The company is active in more than 70 countries and said it would like to focus on 13 important nations where it is making good returns, including Brazil, Australia and the United States.

"Our portfolio is probably more diverse and spread around the world, and in some parts more mature, than we would like it to be," Shell's chief financial officer, Simon Henry, told reporters yesterday.

The move, which includes the sale of 10% of its oil and gas production assets, will make Shell a smaller company that offers investors access to a more gas-heavy portfolio than some of its rivals such as Exxon Mobil Corp.

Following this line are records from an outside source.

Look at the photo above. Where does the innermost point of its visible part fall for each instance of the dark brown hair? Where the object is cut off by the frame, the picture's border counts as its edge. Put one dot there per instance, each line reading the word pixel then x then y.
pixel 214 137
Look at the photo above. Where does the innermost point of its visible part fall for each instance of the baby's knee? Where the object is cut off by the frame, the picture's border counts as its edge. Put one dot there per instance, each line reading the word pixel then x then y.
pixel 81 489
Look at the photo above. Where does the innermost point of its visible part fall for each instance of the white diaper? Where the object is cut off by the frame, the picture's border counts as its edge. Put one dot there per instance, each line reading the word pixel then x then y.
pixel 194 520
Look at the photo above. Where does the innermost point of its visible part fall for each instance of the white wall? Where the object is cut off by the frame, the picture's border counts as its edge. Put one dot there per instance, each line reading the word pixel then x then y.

Ben Van Beurden, CEO of Royal Dutch Shell Plc, speaks during a presentation to investors at the company's capitals markets day in London yesterday.Bloomberg


Presenting its strategy following the close of the BG deal in February, the Anglo-Dutch company outlined plans to target annual spending of $25 billion to $30 billion until the end of the decade, or less if oil prices remain below $50 a barrel.

It lowered its planned 2016 capex to $29 billion, with exploration set at $2.5 billion, in a third cut from an initial $35 billion and raised its target for savings from the integration of BG to $4.5 billion, up $1 billion from previous guidance.

A main source for cost savings, including 12,500 job cuts this year, will come from overlaps in operations in areas including Australia, Brazil and the North Sea.

Chief executive officer Ben van Beurden hopes the new cuts will help boost Shell's share price, which has underperformed rivals since oil prices started to collapse in mid-2014.

He promised shareholders Shell would generate double-digit returns for investors by the end of the decade.

"We need to be number one when it comes to total shareholder return," van Beurden told journalists after the company announced a 10% return in capital employed by the end of the decade, up from around 8% between 2013 and 2015.

Under this scenario, Shell assumes oil prices will average in the mid-$60s in 2018.

The company also said yesterday that its medium-term growth priorities were deep-water projects in Brazil and the Gulf of Mexico and its chemicals division, particularly in the United States and China.

Deep-water production could double to some 900,000 barrels of oil equivalent per day in 2020, Shell said.

It also gave the go-ahead for investing in a new cracker and polyethylene plant in the United States, one of a handful of investment decisions it will make this year as it grapples with the sharp drop in oil prices over the past two years.

Shell will slow new investment in its integrated gas business, which includes its liquefied natural gas (LNG) operations, which it said has "reached critical mass following the BG acquisition".

The merger has turned Shell into the world's second-biggest international oil company behind Exxon Mobil and the top LNG trader.

In the long term, the company said it would target shale oil and gas production in North America and Argentina as well as biofuels, hydrogen, solar and wind in a new energies unit.

Shell plans to sell $30 billion worth of assets around the world by around 2018 and quit operations in five to 10 countries to reduce its balance sheet gearing which soared to 26% following the BG deal. It also has announced it plans to implement a share buyback programme.